Saya juga bertemu dengan sejumlah mahasiswa Indonesia di Tiongkok. Perhimpunan Pelajar Indonesia (PPI) di Tiongkok adalah organisasi yang cukup kuat, dan saya bertukar pikiran dengan aktivisnya. Banyak yang didukung oleh berbagai beasiswa yang disediakan oleh Pemerintah Tiongkok. Pendidikan internasional semacam ini menjadi salah satu cara yang paling efektif untuk meningkatkan pemahaman antarbangsa.

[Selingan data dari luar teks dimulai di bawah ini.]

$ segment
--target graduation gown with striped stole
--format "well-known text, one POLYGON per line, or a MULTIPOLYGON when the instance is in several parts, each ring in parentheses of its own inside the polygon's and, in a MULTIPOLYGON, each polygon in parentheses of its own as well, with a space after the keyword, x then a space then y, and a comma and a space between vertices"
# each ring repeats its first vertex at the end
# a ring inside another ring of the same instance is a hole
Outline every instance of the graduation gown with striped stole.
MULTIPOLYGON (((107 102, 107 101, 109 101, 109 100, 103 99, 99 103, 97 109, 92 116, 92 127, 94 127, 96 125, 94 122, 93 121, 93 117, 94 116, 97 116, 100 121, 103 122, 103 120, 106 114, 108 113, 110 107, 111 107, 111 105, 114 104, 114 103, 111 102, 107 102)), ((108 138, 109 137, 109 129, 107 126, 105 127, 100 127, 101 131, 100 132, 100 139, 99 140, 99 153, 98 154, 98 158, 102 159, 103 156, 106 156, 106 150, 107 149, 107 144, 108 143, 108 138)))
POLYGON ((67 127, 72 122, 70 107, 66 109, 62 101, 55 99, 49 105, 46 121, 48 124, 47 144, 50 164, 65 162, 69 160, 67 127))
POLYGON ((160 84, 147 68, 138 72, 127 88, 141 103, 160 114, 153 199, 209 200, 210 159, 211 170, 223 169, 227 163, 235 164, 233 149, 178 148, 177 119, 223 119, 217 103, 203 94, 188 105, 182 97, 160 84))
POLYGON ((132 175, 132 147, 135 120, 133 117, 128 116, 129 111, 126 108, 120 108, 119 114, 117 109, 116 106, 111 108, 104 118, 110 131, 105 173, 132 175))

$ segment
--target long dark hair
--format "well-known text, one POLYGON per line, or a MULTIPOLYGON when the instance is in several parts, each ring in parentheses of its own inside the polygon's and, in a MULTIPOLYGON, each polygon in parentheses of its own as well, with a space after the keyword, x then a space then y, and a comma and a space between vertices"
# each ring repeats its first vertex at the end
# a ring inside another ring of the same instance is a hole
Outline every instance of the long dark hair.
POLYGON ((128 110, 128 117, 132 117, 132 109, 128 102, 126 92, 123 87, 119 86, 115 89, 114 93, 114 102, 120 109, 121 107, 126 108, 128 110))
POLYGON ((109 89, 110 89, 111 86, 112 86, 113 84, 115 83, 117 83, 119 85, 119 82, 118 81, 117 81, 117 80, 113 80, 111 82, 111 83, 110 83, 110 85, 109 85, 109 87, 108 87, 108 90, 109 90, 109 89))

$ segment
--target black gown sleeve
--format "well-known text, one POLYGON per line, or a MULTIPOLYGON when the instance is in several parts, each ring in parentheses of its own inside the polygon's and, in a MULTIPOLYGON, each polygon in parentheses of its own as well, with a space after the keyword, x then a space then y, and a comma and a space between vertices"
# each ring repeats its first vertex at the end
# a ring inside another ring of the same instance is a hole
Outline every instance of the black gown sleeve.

Sayangnya, saat ini terjadi ketidakseimbangan dalam hal pertukaran pelajar. Di Universitas Gadjah Mada (UGM), misalnya, ada lebih dari 40 mahasiswa Tiongkok pada tahun 2023, namun UGM hanya mengirim empat mahasiswa ke Tiongkok. Ketimpangan ini perlu segera diatasi, terutama karena kedua bangsa ini kian perlu untuk saling memahami. Kunci dari kolaborasi pendidikan Indonesia-Tiongkok adalah adanya pengakuan sistem pendidikan oleh kedua belah pihak. Kolaborasi semacam itu akan memungkinkan mahasiswa dari kedua negara untuk mengenyam pendidikan satu sama lain tanpa hambatan. Akhirnya, ini akan memperdalam pemahaman tentang budaya dan sistem hidup masing-masing.

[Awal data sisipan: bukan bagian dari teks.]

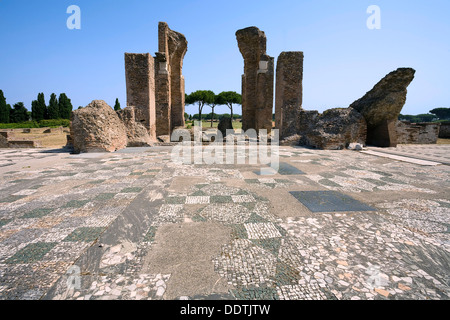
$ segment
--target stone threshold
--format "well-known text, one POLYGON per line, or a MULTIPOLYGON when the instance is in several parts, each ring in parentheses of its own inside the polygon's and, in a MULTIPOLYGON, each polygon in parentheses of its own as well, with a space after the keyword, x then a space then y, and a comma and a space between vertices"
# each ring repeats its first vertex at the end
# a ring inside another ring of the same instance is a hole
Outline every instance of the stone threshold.
MULTIPOLYGON (((361 153, 370 154, 370 155, 378 156, 378 157, 389 158, 389 159, 403 161, 403 162, 408 162, 408 163, 414 163, 414 164, 418 164, 421 166, 438 166, 438 165, 443 164, 441 162, 423 160, 423 159, 413 158, 413 157, 409 157, 409 156, 408 157, 400 156, 398 154, 393 154, 393 153, 386 152, 386 151, 364 150, 364 151, 361 151, 361 153)), ((448 165, 447 163, 445 163, 445 164, 448 165)))

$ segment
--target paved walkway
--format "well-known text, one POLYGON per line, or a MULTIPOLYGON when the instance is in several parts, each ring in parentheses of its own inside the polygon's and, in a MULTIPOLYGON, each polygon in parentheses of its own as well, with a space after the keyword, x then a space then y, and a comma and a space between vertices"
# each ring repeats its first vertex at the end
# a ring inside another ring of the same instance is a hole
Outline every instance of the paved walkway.
POLYGON ((262 176, 170 155, 0 150, 0 298, 450 297, 449 166, 283 147, 262 176))
POLYGON ((396 148, 369 147, 369 151, 450 165, 450 144, 398 145, 396 148))

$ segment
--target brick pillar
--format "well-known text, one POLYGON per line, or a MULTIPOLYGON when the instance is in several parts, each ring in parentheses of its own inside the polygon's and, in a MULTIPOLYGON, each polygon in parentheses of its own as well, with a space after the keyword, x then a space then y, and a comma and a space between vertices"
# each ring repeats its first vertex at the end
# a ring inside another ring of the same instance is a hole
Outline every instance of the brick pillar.
POLYGON ((258 28, 249 27, 238 30, 236 39, 244 58, 242 129, 270 130, 273 110, 273 58, 266 54, 266 36, 258 28))
POLYGON ((280 130, 280 138, 285 138, 295 131, 294 128, 289 128, 295 122, 287 119, 286 115, 292 114, 292 108, 302 110, 303 52, 282 52, 277 61, 276 78, 275 127, 280 130), (284 108, 289 111, 284 112, 284 108))

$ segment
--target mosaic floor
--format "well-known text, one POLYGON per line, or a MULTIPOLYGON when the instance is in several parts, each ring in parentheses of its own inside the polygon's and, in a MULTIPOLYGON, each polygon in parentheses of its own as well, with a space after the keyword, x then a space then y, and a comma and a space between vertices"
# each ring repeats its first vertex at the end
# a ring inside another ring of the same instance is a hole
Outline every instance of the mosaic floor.
POLYGON ((0 299, 449 299, 450 166, 279 155, 0 150, 0 299))

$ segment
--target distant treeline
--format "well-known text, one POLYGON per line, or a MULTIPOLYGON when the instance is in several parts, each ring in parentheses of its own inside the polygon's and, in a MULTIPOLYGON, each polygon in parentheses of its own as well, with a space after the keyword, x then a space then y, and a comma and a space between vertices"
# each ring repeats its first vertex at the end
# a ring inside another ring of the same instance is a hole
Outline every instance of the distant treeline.
POLYGON ((418 115, 400 114, 398 119, 401 121, 409 121, 412 123, 449 121, 450 108, 436 108, 430 110, 429 113, 423 113, 418 115))
MULTIPOLYGON (((191 121, 191 120, 199 120, 200 119, 200 115, 198 113, 191 115, 191 114, 184 114, 184 118, 187 121, 191 121)), ((217 120, 220 121, 223 118, 231 118, 231 115, 229 113, 223 113, 223 114, 217 114, 217 113, 209 113, 206 115, 202 115, 202 120, 217 120)), ((239 120, 242 119, 242 116, 239 114, 233 114, 233 120, 239 120)))
POLYGON ((39 93, 37 99, 31 102, 30 112, 23 102, 17 102, 11 107, 11 105, 6 103, 3 91, 0 90, 0 123, 3 124, 27 121, 39 123, 42 120, 69 120, 72 109, 72 102, 65 93, 61 93, 59 98, 52 93, 48 105, 45 102, 44 94, 39 93))

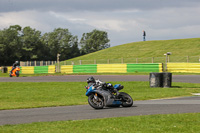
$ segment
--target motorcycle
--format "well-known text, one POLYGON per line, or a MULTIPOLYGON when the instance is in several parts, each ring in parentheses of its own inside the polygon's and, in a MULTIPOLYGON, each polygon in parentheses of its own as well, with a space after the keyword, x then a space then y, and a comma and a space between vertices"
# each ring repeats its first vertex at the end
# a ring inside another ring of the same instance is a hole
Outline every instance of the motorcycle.
MULTIPOLYGON (((11 70, 12 70, 12 67, 11 67, 11 70)), ((19 77, 19 71, 20 71, 20 67, 16 66, 16 68, 14 70, 10 71, 9 76, 10 77, 13 77, 13 76, 19 77)))
MULTIPOLYGON (((117 91, 124 87, 121 84, 113 86, 117 91)), ((118 92, 118 95, 110 89, 105 89, 98 83, 86 86, 86 96, 88 96, 88 103, 94 109, 103 109, 104 107, 131 107, 133 99, 125 92, 118 92)))

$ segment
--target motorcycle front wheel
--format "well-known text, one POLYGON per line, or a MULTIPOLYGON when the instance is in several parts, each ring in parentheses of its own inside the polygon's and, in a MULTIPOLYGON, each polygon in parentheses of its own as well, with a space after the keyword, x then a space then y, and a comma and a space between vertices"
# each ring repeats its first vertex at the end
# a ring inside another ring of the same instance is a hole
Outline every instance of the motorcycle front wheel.
POLYGON ((88 96, 88 103, 94 109, 102 109, 104 107, 103 97, 98 97, 94 94, 88 96))
POLYGON ((17 77, 19 77, 19 71, 16 71, 15 74, 17 77))
POLYGON ((119 98, 122 99, 123 107, 131 107, 133 105, 133 99, 129 94, 127 94, 125 92, 120 92, 119 98))

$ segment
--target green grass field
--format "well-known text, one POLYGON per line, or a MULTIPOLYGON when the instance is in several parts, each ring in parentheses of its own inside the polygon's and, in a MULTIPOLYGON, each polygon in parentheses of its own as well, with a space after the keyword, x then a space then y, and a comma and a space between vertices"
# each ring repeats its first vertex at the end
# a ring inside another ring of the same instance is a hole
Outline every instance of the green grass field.
MULTIPOLYGON (((186 62, 186 56, 197 56, 197 59, 191 59, 191 62, 195 60, 198 62, 198 56, 200 56, 199 51, 200 38, 145 41, 110 47, 67 61, 68 64, 71 64, 71 61, 73 61, 74 64, 79 64, 79 60, 82 60, 82 63, 84 64, 94 64, 95 60, 97 64, 102 64, 107 63, 107 59, 112 60, 110 63, 120 63, 121 59, 124 58, 124 62, 126 63, 135 62, 135 60, 133 61, 135 58, 150 57, 148 62, 151 62, 151 57, 163 57, 162 59, 157 58, 155 60, 157 63, 163 63, 165 62, 165 56, 163 54, 172 52, 172 55, 170 55, 171 61, 177 62, 183 60, 186 62)), ((142 62, 146 61, 141 60, 140 63, 142 62)))
MULTIPOLYGON (((133 100, 190 96, 200 93, 200 84, 173 83, 172 88, 150 88, 149 82, 111 82, 133 100)), ((0 82, 0 110, 88 104, 86 82, 0 82)))
POLYGON ((200 113, 40 122, 0 126, 1 133, 198 133, 200 113))

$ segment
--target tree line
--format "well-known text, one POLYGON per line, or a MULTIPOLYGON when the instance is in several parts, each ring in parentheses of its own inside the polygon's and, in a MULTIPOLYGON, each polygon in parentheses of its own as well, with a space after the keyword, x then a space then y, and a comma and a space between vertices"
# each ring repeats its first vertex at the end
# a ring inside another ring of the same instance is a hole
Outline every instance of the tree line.
POLYGON ((56 28, 42 34, 29 26, 12 25, 0 30, 0 66, 15 61, 67 60, 110 47, 105 31, 83 33, 80 41, 68 29, 56 28))

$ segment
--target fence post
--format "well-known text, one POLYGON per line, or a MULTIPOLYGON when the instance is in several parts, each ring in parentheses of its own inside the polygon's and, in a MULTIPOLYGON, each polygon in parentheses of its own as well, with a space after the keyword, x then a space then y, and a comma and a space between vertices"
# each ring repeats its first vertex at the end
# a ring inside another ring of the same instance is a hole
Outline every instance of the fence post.
POLYGON ((187 56, 187 63, 189 62, 189 56, 187 56))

Hubungan Indonesia-Tiongkok memang tidak lepas dari hambatan. Ketegangan di Laut China Selatan adalah salah satu masalah yang sering menempatkan kedua negara dalam posisi sulit. Selama dua dekade terakhir, saya telah mempelajari isu ini, dan kunjungan ini memungkinkan saya untuk berdialog langsung dengan para cendekiawan Tiongkok serta mendengar pandangan mereka secara terbuka tetang Laut China Selatan. Meski tidak mudah mencari titik temu, saya melihat adanya potensi untuk terus melanjutkan dialog. Memahami posisi satu sama lain adalah langkah pertama dalam penyelesaian konflik. Meskipun isu Laut China Selatan mungkin tidak akan terselesaikan dalam waktu dekat, saya berharap niat baik dan dialog akan terus berlanjut.

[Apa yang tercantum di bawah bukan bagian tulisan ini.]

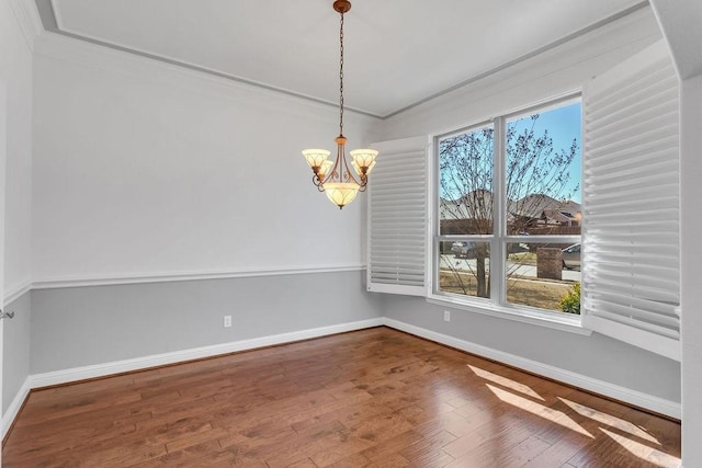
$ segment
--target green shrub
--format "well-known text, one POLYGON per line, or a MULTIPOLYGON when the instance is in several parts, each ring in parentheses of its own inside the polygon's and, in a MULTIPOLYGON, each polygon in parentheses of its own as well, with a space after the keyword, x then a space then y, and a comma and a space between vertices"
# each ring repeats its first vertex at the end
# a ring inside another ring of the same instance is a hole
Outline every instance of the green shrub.
POLYGON ((561 298, 561 310, 566 313, 580 313, 580 283, 574 283, 570 292, 561 298))

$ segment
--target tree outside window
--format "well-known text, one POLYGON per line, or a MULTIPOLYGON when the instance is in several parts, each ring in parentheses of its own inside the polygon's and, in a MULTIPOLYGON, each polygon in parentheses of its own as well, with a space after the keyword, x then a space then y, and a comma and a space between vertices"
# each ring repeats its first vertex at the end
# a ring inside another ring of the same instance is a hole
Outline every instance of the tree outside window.
POLYGON ((439 294, 563 310, 580 279, 580 121, 578 100, 438 139, 439 294))

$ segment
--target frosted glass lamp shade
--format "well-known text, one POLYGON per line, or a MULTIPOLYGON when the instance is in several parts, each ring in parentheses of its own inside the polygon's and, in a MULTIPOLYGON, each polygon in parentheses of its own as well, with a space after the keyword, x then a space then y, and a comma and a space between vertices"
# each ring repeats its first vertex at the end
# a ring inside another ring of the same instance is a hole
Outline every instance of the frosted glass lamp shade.
POLYGON ((330 151, 326 149, 304 149, 303 156, 307 161, 307 164, 314 170, 315 168, 320 168, 322 162, 329 158, 331 155, 330 151))
POLYGON ((343 208, 355 199, 361 186, 353 182, 327 182, 324 189, 327 198, 339 208, 343 208))
POLYGON ((377 156, 377 151, 374 149, 354 149, 353 151, 349 151, 353 161, 351 165, 355 169, 359 175, 369 174, 375 165, 375 157, 377 156))
MULTIPOLYGON (((371 173, 376 162, 377 161, 371 162, 371 165, 369 165, 367 169, 365 170, 365 175, 371 173)), ((353 170, 355 171, 356 174, 362 175, 361 167, 355 161, 351 161, 351 165, 353 167, 353 170)))

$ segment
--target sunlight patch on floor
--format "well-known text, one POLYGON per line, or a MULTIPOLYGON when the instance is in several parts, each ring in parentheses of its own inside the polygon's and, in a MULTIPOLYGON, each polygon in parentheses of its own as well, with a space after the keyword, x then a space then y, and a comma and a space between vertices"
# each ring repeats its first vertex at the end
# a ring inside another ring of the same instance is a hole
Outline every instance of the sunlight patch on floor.
POLYGON ((582 426, 580 426, 577 422, 573 421, 565 413, 554 410, 553 408, 544 407, 541 403, 529 400, 526 398, 520 397, 519 395, 511 393, 507 390, 502 390, 501 388, 494 387, 490 384, 486 384, 487 388, 495 393, 497 398, 502 400, 506 403, 512 404, 519 409, 528 411, 537 416, 544 418, 551 422, 554 422, 558 425, 567 427, 571 431, 575 431, 579 434, 588 436, 590 438, 595 438, 592 434, 587 432, 582 426))
POLYGON ((660 452, 656 448, 644 445, 641 442, 632 441, 623 435, 615 434, 605 429, 600 427, 604 434, 609 435, 618 444, 629 450, 631 454, 637 456, 642 460, 646 460, 656 466, 664 468, 678 468, 680 466, 680 458, 668 455, 665 452, 660 452))
POLYGON ((626 432, 638 438, 643 438, 644 441, 653 442, 654 444, 660 445, 660 442, 658 442, 656 437, 629 421, 624 421, 621 418, 616 418, 611 414, 607 414, 592 408, 586 407, 584 404, 576 403, 575 401, 566 400, 565 398, 558 397, 558 399, 568 407, 573 408, 580 415, 590 418, 591 420, 595 420, 601 424, 605 424, 610 427, 626 432))
POLYGON ((494 381, 495 384, 499 384, 502 387, 511 388, 514 391, 519 391, 520 393, 528 395, 528 396, 530 396, 532 398, 535 398, 537 400, 544 401, 544 399, 542 398, 541 395, 536 393, 534 390, 532 390, 529 386, 526 386, 524 384, 520 384, 520 383, 518 383, 516 380, 512 380, 510 378, 502 377, 502 376, 499 376, 497 374, 492 374, 491 372, 482 369, 479 367, 475 367, 475 366, 472 366, 472 365, 468 365, 468 367, 478 377, 482 377, 482 378, 484 378, 486 380, 494 381))

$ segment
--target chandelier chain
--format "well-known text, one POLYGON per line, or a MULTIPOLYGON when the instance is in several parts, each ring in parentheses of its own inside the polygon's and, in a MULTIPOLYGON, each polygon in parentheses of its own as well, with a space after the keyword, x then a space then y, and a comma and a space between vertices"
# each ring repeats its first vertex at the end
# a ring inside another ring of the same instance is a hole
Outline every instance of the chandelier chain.
POLYGON ((343 12, 339 26, 339 135, 343 135, 343 12))

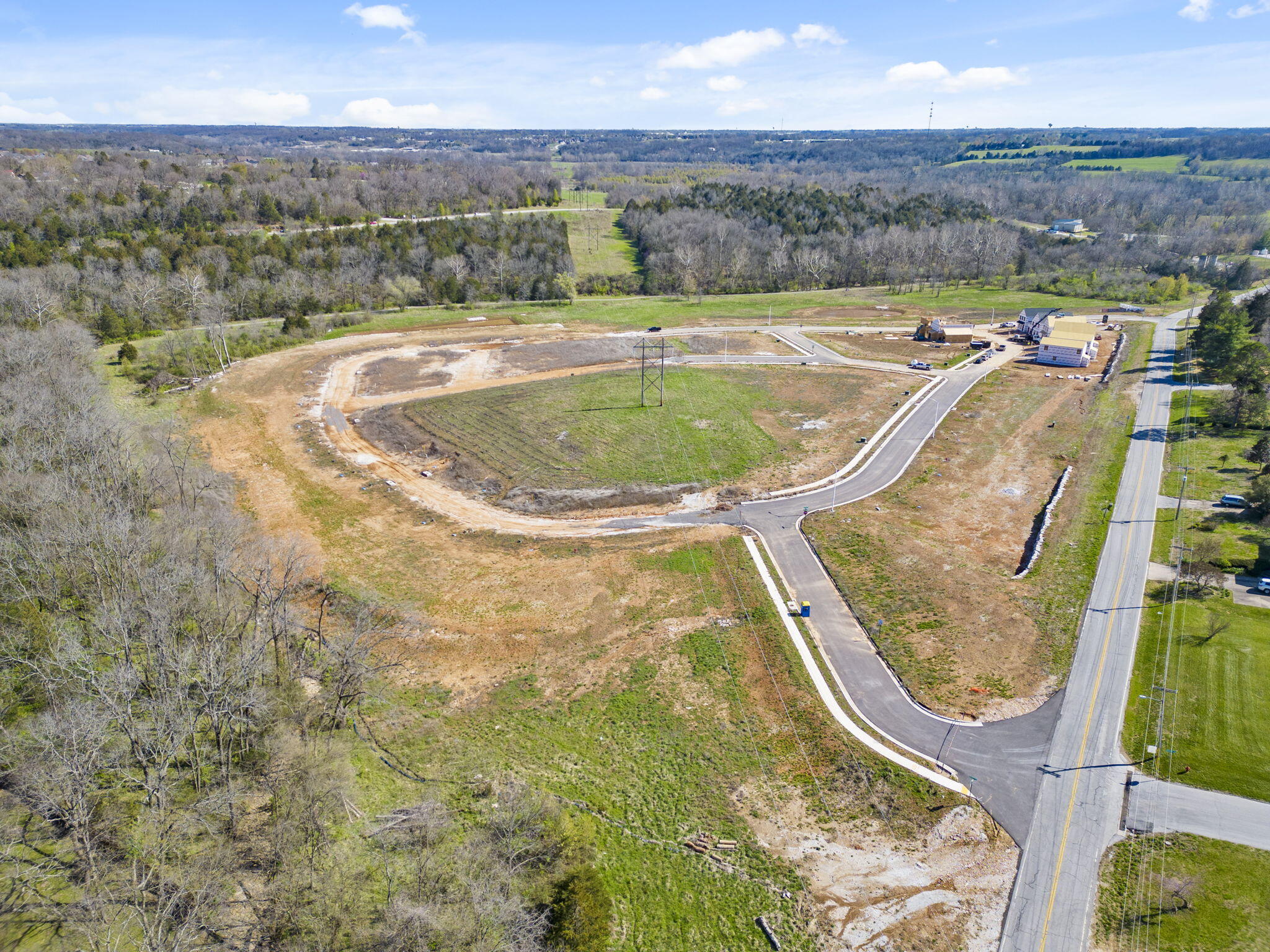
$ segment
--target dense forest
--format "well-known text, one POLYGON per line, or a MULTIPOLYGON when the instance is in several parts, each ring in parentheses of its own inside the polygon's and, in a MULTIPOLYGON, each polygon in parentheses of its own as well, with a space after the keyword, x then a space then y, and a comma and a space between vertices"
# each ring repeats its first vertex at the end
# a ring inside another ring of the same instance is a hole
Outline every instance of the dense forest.
POLYGON ((559 802, 494 777, 357 810, 345 737, 411 621, 232 499, 185 433, 110 406, 81 327, 0 329, 6 947, 602 942, 559 802))
POLYGON ((578 289, 970 281, 1177 301, 1257 281, 1248 260, 1217 256, 1270 244, 1270 178, 1256 165, 1267 151, 1261 129, 8 127, 0 316, 29 326, 66 316, 123 340, 578 289), (1008 161, 975 160, 989 155, 1008 161), (1177 157, 1177 169, 1088 174, 1064 164, 1149 156, 1177 157), (558 157, 574 161, 569 187, 621 209, 638 273, 579 274, 564 221, 498 215, 561 207, 565 185, 549 161, 558 157), (1213 161, 1242 161, 1242 171, 1190 174, 1213 161), (1045 234, 1062 217, 1083 218, 1087 236, 1045 234))
POLYGON ((72 316, 112 340, 207 321, 549 298, 572 269, 564 226, 547 216, 422 220, 552 202, 542 164, 179 159, 13 154, 0 174, 0 311, 27 324, 72 316), (354 225, 381 215, 420 220, 354 225))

Isu yang rumit seperti sengketa Laut China Selatan memerlukan pemahaman timbal balik, dan pertukaran pendidikan dapat memainkan peran penting ini. Mahasiswa Indonesia yang mendalami kehidupan sehari-hari di Tiongkok akan lebih mampu memahami masalah-masalah kompleks dari berbagai sudut pandang. Demikian pula halnya dengan mahasiswa Tiongkok yang belajar di Indonesia. Melalui pertukaran ini, mahasiswa kita tidak hanya akan mendapatkan pengetahuan akademik, tetapi juga kepekaan budaya yang dibutuhkan untuk menavigasi ketegangan geopolitik.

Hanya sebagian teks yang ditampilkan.